Saturday, 2 February 2013

Exposure to pesticides can kill frogs

Pesticides, fully authorised by the relevant authorities, and used in recommended amounts can lead to mortality rates of up to 100 percent on amphibians according to a new study in Germany.

January 2013. A recent study has revealed that even the use of the recommended amount of agrochemicals can lead to mortality rates of 20 to 100 percent in common frogs (Rana temporaria). The study tested the risk of seven different chemicals; fungicides, herbicides and insecticides, and all were found to be damaging or lethal to frogs. However, the chemicals are still allowed because the testing methods did not check their effects on amphibians. The study was commissioned by the Federal Environment Agency and conducted by the Institute of Environmental Sciences Landau at the University of Koblenz-Landau.

"It's hard to comprehend that the pesticides have gone through the current authorization process but are still a direct threat to amphibians," said Carsten Brühl, who led the study. "Our laboratory tests show the effect on fully formed frogs, rather than tadpoles".

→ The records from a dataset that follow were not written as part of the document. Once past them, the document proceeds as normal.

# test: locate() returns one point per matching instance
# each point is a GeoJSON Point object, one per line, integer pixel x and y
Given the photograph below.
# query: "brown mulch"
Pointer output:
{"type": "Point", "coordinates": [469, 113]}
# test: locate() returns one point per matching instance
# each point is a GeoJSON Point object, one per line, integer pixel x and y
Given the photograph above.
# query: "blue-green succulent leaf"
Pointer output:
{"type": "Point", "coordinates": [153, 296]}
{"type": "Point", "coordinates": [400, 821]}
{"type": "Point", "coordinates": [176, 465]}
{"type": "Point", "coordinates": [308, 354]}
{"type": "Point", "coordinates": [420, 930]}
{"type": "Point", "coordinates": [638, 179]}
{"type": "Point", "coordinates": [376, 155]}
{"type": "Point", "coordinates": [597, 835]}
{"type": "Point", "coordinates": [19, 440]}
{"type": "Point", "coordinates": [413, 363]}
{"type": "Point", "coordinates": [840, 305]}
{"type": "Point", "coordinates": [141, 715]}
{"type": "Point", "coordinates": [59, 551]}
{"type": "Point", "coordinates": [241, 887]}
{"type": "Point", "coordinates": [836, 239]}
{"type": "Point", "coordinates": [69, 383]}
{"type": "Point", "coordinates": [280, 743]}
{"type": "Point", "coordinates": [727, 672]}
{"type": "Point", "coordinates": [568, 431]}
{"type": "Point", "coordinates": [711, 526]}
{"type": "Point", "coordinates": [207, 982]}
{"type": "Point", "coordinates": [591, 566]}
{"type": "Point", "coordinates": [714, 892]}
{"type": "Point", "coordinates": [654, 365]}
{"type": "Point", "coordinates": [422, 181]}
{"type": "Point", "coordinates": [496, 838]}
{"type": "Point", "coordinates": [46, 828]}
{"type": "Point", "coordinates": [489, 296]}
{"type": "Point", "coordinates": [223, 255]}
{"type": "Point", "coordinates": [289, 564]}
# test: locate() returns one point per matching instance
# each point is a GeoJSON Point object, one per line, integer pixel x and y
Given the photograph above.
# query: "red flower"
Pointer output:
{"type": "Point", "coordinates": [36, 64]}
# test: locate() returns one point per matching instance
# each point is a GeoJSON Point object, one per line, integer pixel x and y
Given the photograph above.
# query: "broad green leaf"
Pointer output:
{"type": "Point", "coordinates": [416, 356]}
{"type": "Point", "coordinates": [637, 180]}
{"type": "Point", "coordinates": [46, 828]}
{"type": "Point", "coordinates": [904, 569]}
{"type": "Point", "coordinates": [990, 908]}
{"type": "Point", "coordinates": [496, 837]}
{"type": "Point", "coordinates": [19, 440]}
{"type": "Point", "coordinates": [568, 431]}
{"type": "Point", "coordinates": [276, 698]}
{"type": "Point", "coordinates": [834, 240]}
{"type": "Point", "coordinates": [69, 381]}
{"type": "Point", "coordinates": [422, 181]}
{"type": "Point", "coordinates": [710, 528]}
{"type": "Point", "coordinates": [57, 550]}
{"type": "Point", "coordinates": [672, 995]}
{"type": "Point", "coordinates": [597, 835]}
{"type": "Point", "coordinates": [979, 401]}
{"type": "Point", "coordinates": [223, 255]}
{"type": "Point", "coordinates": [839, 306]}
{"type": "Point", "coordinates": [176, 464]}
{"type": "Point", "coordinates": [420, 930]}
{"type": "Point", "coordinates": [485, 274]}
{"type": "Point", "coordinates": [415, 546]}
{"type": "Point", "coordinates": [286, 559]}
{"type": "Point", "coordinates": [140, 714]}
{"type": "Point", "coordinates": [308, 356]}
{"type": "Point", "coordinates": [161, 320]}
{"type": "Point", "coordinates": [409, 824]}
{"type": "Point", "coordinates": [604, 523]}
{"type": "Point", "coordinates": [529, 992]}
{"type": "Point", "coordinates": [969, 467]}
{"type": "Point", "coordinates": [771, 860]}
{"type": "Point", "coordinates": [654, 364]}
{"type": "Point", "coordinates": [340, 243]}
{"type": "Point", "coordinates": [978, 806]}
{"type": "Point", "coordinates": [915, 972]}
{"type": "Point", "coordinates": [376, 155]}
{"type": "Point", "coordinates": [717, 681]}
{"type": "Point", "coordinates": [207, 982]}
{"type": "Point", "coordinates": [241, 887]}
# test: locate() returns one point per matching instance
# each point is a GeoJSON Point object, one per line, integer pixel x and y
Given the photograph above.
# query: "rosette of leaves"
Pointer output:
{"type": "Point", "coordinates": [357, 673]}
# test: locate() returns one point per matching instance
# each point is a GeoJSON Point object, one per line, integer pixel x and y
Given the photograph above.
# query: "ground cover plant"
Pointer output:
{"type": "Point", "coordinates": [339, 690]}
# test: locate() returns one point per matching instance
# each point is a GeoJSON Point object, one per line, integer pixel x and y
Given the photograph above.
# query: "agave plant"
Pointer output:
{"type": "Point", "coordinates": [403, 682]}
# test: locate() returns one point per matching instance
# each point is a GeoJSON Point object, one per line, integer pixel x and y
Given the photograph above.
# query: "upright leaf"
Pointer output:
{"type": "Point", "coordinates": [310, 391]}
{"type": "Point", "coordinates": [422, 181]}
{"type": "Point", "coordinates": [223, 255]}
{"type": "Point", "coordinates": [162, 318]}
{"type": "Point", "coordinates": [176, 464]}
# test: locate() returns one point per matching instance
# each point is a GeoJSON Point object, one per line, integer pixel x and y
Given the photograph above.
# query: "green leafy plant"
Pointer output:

The tests that were conducted on these chemicals were undertaken on amphibians in the aquatic habitat, and mostly on tadpoles. The serious effects that are found mostly effect the land-based frog and toad populations were not taken into account.

The moist skin of frogs absorb pesticides in large quantities
Amphibians are the most threatened vertebrates worldwide. Possible causes of the decline of amphibians worldwide are thought to be competition with invasive species, increased ultraviolet radiation, global warming, infectious diseases and the loss of habitat. However, the impact of pesticides has not previously been suspected. This is because the evaluation of possible effects of pesticides had been inadequately tested and was not part of the authorization procedure for agrochemical products. Currently, only the effects on birds and mammals and aquatic organisms are tested.

Dangerous to birds and mammals
Even in birds and mammals, there has long been a discussion of whether pesticides are absorbed through the skin and how big the consequent risk is. The moist skin of frogs absorbs substances in much greater quantities, as it is in direct contact with the environment. So the danger of so-called dermal exposure is high.